Maintenance Requirements
We do not do regular site maintenance. That is you or your webmasters responsibility. If we do upgrade your site and plugins, themes, extensions, etc. we expect you to maintain your site. We recommend you login periodically and see if anything needs upgraded/updated. If your site is continually breached and we find that you have not been maintaining your site properly, we reserve the right to discontinue the monitoring service. We do our part to secure your site, you need to do your part to keep it secure. Unfortunately most CMS systems are NOT install and forget about it – they have continuous development to improve them and to patch potential security threats.
Payments/Chargebacks
Sould we receive notification from our payment processor that a) a chargeback was initiated, b) buyer or your buyer’s bank requested a payment reversal, we will remove all monitoring immediately and reserve the right to return your site to it’s previous state (prior to our cleanout). To reactivate your account, there will be a 25.00 fee imposed.
Other Exclusions/Exceptions to our service
If you are running wordpress, and have more than 25 plugins or more than 5 themes installed – you will not be eligible for the 1 full year of monitoring. Why? Because you are high risk and basically – everytime you install a new plugin, you are increasing that risk. We will provide you with recommendations, and set-up the monitoring for you, but you will be required to maintain the security of your site.
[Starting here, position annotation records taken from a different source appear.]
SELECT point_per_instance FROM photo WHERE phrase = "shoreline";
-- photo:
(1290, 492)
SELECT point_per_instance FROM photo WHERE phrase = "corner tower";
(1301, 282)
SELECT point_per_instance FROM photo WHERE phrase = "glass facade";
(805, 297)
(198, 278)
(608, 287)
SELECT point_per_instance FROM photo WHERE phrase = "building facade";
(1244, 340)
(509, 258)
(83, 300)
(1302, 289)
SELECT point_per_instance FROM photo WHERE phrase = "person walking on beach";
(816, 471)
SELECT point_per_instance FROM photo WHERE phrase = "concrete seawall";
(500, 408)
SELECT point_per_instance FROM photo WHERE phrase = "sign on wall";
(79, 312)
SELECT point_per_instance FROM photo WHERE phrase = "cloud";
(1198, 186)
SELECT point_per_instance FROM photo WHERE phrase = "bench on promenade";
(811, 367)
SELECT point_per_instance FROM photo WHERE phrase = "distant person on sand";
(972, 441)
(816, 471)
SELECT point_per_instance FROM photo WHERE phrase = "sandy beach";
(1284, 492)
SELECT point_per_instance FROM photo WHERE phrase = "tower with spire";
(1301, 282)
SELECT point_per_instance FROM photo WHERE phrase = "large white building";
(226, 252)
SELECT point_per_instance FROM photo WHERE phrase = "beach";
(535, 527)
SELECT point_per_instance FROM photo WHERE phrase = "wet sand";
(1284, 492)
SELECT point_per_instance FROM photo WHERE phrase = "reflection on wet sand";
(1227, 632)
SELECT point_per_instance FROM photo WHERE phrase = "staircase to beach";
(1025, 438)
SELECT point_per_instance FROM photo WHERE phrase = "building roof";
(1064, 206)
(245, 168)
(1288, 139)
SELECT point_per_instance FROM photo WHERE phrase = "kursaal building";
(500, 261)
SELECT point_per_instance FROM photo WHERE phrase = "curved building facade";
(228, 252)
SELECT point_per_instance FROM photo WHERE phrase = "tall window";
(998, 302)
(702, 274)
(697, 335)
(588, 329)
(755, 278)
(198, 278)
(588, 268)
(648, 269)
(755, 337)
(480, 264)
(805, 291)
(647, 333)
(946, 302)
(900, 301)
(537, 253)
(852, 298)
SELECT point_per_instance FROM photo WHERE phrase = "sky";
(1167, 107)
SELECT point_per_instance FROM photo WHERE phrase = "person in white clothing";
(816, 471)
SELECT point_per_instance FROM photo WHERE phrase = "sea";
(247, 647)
This also includes sites that are running phpmyadmin and execute PHP plugins. These sites will always be at high risk for attacks.
If we find your site is not currently infected (but may have been previously) we will still secure it, make any necessary adjustments to submit to google (such as remove cached files, sessions, etc), and monitor it for 1 full year. There are no refunds if malware is not currently on your site or if you decide you no longer wish to have us monitor your site.
All of our services are non-refundable, unless otherwise noted above.
By purchasing our services – you have automatically agreed to these terms of service.